Now I’m being reintroduced to the evolving world of jazz through the work of my Paris-based nephew, Alex Stuart, who is winning awards in his adopted country for his complex compositions and playing style. It’s very different to the jazz that caught my early attention and reflects the multicultural nature of today’s world, especially his world in cosmopolitan Paris, with its melting pot of post-French-colonial citizenry. The City of Light is one of the world’s jazz hotspots keeping company with the likes of New York and Montreal.
Alex’s music assimilates this urbane mix with inspiration from rock musicians such as Dirty Projectors, Bjork and Grizzly Bear, and African, Asian and Latin American accents. The acclaimed spirit and techniques of West African music have infiltrated as a result of a stint in the group ‘Abakuya’, led by Camerounian Francois Essindi, and a 2009 residency in India with master sarodist Anindya Banerjee added the beautiful melodies and complex rhythms of the Hindustani classical tradition.
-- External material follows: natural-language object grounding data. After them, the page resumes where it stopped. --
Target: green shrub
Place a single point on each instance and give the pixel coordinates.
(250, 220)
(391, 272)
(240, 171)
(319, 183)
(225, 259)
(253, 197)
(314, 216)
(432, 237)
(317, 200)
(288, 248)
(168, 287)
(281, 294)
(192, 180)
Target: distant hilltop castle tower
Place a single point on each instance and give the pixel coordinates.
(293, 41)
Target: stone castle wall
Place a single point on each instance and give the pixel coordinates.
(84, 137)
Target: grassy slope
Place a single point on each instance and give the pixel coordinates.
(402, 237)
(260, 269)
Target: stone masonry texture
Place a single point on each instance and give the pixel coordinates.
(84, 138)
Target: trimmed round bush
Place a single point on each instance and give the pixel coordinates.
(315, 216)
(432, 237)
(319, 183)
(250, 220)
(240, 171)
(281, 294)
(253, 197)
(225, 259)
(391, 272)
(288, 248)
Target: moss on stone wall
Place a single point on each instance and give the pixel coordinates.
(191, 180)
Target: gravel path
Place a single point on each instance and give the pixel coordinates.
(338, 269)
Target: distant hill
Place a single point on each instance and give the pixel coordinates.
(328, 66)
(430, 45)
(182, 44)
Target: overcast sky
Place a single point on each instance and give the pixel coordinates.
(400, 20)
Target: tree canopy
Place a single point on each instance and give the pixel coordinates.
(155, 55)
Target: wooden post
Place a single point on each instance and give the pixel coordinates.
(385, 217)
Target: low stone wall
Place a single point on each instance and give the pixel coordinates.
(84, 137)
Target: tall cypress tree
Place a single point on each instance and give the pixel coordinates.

Alex moved to Paris in 2005 after completing his Bachelor of Music at the Australian National University School of Music. The city was already familiar: he lived there with his family for four years when he was a schoolboy. But not even Paris can dull the call of the Australian surf and beautiful South Coast New South Wales with Alex strategically planning an Australian tour to promote his new album Place to Be that incorporated a gig at the newly completed Windsong Pavilion at the Four Winds Festival site at Barragga Bay, Bermagui. It drew a sell-out crowd including many baby boomers like me who obviously harboured fond memories of a beatnik past.
After-gig drinks on the lawns in the sylvan environs of the Windsong Pavilion at Barragga Bay.